Les marchés détestent le plan de Liz Truss pour le Royaume-Uni. Regardez simplement ces graphiques


Londres
Entreprise CNN

Lorsque le gouvernement britannique, dirigé par la nouvelle Première ministre Liz Truss, a dévoilé vendredi son plan pour sauver l’économie britannique, la réaction des investisseurs a été instantanée : ils l’ont détesté.

La livre britannique il a plongé en dessous de 1,10 $ en milieu d’après-midi, atteignant un nouveau creux de 37 ans face au billet vert.

Les obligations d’État britanniques ont également été fortement vendues. Le rendement des obligations de référence du gouvernement britannique à 10 ans, qui évolue à des prix opposés, a bondi d’un quart de point de pourcentage, un mouvement très important dans le monde du commerce des obligations. Cela a augmenté les coûts de financement. Les actions britanniques, mesurées par le FTSE 100 (UKX) à Londres, ont atteint leur plus bas niveau depuis mars.

Le ministre des Finances, Kwasi Kwarteng, a déclaré que le gouvernement réduirait l’impôt sur le revenu des particuliers et annulerait les plans d’augmentation de l’impôt sur les sociétés au printemps prochain, appelant à une “nouvelle approche d’une nouvelle ère, axée sur la croissance”. Dans le même temps, il s’est engagé à faire avancer les plans visant à subventionner les factures énergétiques de millions de ménages et d’entreprises.

Mais les investisseurs ne sont pas convaincus que l’approche non conventionnelle aidera réellement l’économie, dont la Banque d’Angleterre a averti cette semaine qu’elle était déjà probablement en récession. Certains d’entre eux l’ont qualifié de pari énorme.

“Il est extrêmement inhabituel qu’une devise d’un marché développé s’affaiblisse alors que les rendements augmentent de façon spectaculaire. Mais c’est exactement ce qui s’est passé depuis [Kwarteng’s] annonce », a déclaré vendredi le stratège de la Deutsche Bank, George Saravelos, dans une note aux clients.

L’une des préoccupations est qu’il nécessitera une augmentation substantielle de la dette publique à un moment où les taux d’intérêt augmentent rapidement. Jeudi, la Banque d’Angleterre a poussé son taux directeur au plus haut depuis 2008. Il s’agissait de la septième hausse des taux d’intérêt de la banque centrale depuis décembre.
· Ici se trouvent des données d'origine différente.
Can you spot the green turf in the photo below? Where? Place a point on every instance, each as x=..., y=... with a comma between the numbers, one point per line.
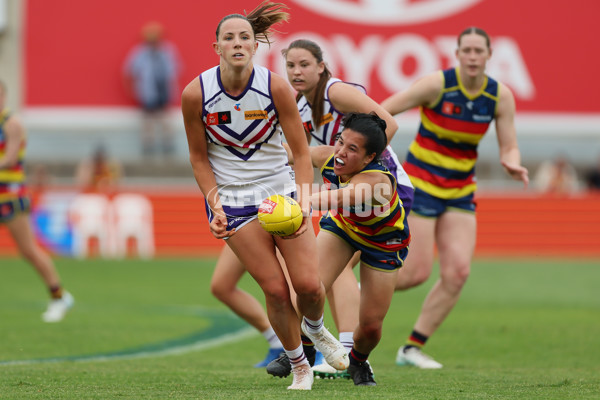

La baisse des impôts, bien que populaire sur le plan politique, pourrait également accroître la demande et augmenter les prix, rendant encore plus difficile pour la banque centrale de maîtriser l’inflation.

L’ancien secrétaire américain au Trésor, Larry Summers, s’adressant à Bloomberg Television, a déclaré que la livre pourrait même tomber sous la parité face au dollar pour la première fois de son histoire. (Son record précédent était juste au-dessus de 1,05 $ en 1985).

“Je suis vraiment désolé de dire cela, mais je pense que le Royaume-Uni agit un peu comme un marché émergent qui se transforme en un marché souterrain”, a déclaré Summers. “Entre le Brexit, jusqu’où la Banque d’Angleterre est restée derrière la courbe et maintenant ces politiques budgétaires, je pense que la Grande-Bretagne restera dans les mémoires pour avoir poursuivi les pires politiques macroéconomiques de tous les grands pays depuis longtemps.”

La montée en flèche du billet vert alors que la Réserve fédérale prend des mesures agressives pour freiner l’inflation ajoute à la pression à la baisse sur la devise britannique.

“À moins que quelque chose ne puisse être fait pour répondre à ces préoccupations budgétaires, ou que l’économie affiche des données de croissance étonnamment fortes, il semble que les investisseurs continueront d’éviter la livre”, ont déclaré Antoine Bouvet et Chris Turner d’ING dans un communiqué de recherche. “Nous pensons que le marché peut sous-estimer les chances de parité.”